TÜDER dışında, Türkiye Gıda ve İçecek Sanayi Dernekleri Federasyonu(TGFD), Ambalaj Sanayicileri Derneği(ASD), Ambalajlı Süt Ürünleri Sanayicileri Derneği, Beyaz Et Sanayicileri ve Damızlıkçılar Birliği (BESD-BİR), Birleşmiş Milletler Gıda ve Tarım Örgütünün Türkiye Temsilciliği(FAO) gibi kurum ve örgütlerin de paydaşı oldukları bu yılki Kongre; TMMOB-Gıda Mühendisleri Odası, ETÜDER, SUDER ve İSKİD gibi, ilgili sektörün önde gelen kurum ve kuruşların desteğiyle gerçekleşti.
Gıda güvenliğinin mikrobiyoloji boyunun ağırlıklı olarak işlendiği ama bununla sınırlı olmayacak şekilde, gıda güvenliği sorununun sosyal, psikolojik ve hukuki boyutlarının da ele alındığı organizasyonun dikkat çeken tartışma konularından biri de; farklı pek çok kurum, kuruluş ve sektörden katılan neredeyse herkesin üzerinde mutabık kaldıkları yakıcı bir sorun olan, gıda güvenliği konusundaki bilgi kirliliği olgusu idi.
Sözlü bildirilerin yanı sıra poster şeklinde sunumların da yapıldığı etkinlikte bizim de bir poster sunumumuz oldu.
Kongrede; Konuşan Bir Gıda Güvenliği Sistemi ve Tüketici Odaklı Bir Gıda Güvenliği Sistemi diye sloganlaştırdığımız ve devlete, Güvenliyse Etiketle, tüketicilere ise, Etiketliyse Güven! mesajını verecek; herkesin ihtiyacını karşılayacak, çok yönlü bir gıda güvenliği sistemini öngören ve adına Ulusal Güvenlikli Ürün Etiketi dediğimiz projemizi katılımcılarla paylaşma fırsatı bulduk.

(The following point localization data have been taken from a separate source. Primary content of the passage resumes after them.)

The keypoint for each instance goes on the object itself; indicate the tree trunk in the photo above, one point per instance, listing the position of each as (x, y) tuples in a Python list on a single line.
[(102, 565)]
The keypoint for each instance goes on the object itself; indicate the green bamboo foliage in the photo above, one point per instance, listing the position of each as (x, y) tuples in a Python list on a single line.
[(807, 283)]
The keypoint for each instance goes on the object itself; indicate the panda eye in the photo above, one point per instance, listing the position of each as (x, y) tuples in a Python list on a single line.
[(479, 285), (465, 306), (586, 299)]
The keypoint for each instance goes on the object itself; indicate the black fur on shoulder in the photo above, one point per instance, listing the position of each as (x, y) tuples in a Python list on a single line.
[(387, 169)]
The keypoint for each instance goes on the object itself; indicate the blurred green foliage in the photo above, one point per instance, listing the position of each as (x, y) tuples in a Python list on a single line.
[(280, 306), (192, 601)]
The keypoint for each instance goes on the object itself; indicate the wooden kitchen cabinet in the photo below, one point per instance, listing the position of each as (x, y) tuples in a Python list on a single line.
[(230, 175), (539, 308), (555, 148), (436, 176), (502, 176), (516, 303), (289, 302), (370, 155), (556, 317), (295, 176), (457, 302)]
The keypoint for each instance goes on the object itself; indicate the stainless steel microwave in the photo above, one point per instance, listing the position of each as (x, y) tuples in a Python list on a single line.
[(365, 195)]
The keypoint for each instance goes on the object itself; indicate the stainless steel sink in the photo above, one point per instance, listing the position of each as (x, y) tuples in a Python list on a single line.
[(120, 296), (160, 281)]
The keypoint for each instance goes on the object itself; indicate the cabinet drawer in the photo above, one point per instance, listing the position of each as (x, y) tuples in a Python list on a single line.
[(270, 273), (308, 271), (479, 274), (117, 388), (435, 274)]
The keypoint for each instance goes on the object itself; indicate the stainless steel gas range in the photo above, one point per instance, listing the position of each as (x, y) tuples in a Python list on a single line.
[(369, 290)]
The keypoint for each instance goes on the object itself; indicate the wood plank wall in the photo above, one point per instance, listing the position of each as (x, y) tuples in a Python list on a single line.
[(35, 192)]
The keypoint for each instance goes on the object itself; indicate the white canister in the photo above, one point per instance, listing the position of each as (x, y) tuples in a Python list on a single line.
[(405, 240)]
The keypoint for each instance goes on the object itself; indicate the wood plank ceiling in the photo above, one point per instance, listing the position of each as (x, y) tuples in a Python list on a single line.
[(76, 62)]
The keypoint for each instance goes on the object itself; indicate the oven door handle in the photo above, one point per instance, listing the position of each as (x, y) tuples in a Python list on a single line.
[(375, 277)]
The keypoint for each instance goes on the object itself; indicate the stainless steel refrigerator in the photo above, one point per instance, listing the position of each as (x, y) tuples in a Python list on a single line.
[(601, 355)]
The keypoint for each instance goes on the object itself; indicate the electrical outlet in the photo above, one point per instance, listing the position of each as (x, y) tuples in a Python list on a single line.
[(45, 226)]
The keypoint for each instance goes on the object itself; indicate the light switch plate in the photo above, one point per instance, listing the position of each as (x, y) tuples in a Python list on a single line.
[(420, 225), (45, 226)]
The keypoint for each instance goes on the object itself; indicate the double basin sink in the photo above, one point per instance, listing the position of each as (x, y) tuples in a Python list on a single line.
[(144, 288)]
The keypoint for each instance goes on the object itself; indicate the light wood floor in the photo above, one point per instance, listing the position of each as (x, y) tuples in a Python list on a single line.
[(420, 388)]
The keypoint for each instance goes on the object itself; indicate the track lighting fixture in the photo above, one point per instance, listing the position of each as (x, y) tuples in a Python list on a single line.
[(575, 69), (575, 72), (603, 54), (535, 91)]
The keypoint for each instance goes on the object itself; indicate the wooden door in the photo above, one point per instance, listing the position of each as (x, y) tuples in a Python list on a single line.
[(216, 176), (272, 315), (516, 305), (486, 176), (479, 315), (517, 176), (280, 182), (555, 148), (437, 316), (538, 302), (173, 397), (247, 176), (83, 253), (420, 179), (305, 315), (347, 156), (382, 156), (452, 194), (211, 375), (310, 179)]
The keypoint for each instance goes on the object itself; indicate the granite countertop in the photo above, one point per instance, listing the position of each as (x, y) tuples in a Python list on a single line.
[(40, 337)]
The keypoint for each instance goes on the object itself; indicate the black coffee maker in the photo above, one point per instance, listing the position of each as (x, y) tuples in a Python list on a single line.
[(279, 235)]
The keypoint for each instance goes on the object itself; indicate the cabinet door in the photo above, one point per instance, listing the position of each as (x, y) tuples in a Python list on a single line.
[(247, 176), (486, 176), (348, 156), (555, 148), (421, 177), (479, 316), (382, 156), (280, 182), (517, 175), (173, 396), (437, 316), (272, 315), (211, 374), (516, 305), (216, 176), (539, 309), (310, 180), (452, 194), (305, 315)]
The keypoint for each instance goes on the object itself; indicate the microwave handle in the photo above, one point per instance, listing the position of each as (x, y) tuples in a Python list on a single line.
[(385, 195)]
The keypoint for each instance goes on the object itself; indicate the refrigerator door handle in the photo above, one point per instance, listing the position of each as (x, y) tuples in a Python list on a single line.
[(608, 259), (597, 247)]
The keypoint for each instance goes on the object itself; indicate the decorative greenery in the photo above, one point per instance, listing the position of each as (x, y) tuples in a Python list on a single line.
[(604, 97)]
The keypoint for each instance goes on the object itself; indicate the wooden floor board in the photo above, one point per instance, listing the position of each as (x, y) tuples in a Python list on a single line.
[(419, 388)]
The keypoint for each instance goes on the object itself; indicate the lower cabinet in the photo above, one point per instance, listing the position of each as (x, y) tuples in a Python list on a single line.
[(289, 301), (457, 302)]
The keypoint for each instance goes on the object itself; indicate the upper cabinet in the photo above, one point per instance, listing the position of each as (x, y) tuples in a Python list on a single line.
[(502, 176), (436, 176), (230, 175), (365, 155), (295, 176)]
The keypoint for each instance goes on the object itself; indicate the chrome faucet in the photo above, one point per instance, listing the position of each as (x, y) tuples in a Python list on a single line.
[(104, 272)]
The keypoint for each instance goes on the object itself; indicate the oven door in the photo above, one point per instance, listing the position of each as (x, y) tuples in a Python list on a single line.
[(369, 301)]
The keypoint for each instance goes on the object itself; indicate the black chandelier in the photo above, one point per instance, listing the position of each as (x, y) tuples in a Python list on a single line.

- İlgili kamu kurumlarıyla gıda endüstrisinin iyi niyetli tüm çabalarına rağmen gıda güvenliği konusundaki yerli/yersiz negatif toplumsal algının önüne bir türlü geçilemiyor olması;
- Ambalajlı olsa bile, piyasadaki bir gıda ürününün gerçekten güvenli olup olmadığını sembolize ve garanti edecek, tüm Ülkede geçerli, sisteme tabi tüm ürünlere uygulanan basit, açık, sağlam ve net bir sistem ve aracın bulunmaması;
- Bu konudaki belirsizlik ve kaosun giderilemiyor olması;
- Gıda güvenliği hala konvansiyonel diyebileceğimiz klasik yöntemlerle gerçekleştirilmeye devam ediyor olması;
- Mevcut gıda denetim mekanizmasının ancak tüketim sonrası zehirlenme, şikâyet vb. vakaların ardından devreye giren bir mantığa dayanıyor olması;
- Gıda ürünlerinde, üretimden/ithalattan perakende aşamasına kadarki tüm tedarik zincirini kapsayan etkili ve sistematik denetim mekanizmasının olmaması;
- Derli toplu, etkili ve caydırıcı sistematik bir yasal mevzuatın bulunmaması;
- Endüstrinin kabul edeceği makul, basit, pratik, tutarlı, şeffaf, genel geçer, maliyeti olabildiğince düşük, sektörün marka vb. ticari haklarının korunması gibi ihtiyaçlarını korunmasına yardımcı olacak genel ve kapsamlı bir gıda güvenliği sisteminin bir türlü önerilemiyor olması;
- Alkollü içkiler ve tütün mamullerine yıllardır başarılı bir biçimde uygulanmakta olan güvenlik, izleme ve takip yöntemlerin diğer ürün gruplarına bir türlü teşmil edilmiyor olması;
- Hatta bu konuda topyekûn bir gıda güvenliği sisteminin kurulmasının gerekip gerekmediği, gerekiyorsa da, nasıl bir sistemle bunun gerçekleştirilebileceği konusunda görüş birliğine varılamamış olması;
Gibi bir türlü üstesinden gelinemeyen temel sorunlardan hareketle hazırlamış olduğumuz projenin tatbik edilmesi durumunda;
- Güvenli ve sağlık ürünler etiketlenecek,
- Tüketiciler etiketli ürünlere güvenecek,
- Kayıt dışı, kaçak ve merdiven altı ürünlere etiket verilmeyecek,
- Etiketsiz ürünler piyasaya giremeyecek,
- Girse de çarşı-pazarda görünür olacak,
- Etiketsiz ürün sırıtacak,
- Kimse bu ürünleri bulundurup satmak istemeyecek,
- Her kurum ve kesimin gıda güvenliğinden beklentisi karşılanacak,
- Tüketicilere güven verecek,
- Marka sahiplerinin ticari hakları korunacak,
- Kamu için piyasanın denetiminde etkinlik sağlanacak,
- İyi ve sağlıklı ürünler kötü ve güvensiz ürünleri piyasadan kovacak,
- Haksız rekabet önlenecek,
- Kurallı firmalara ait markalar güçlenecek,
- Kayıt dışılık baskılanacak;
Böylece tüketiciden gıda endüstrisine ve devlete kadar ilgili herkesin bu konudaki beklentileri büyük ölçüde karşılanacaktır, diye düşünüyoruz.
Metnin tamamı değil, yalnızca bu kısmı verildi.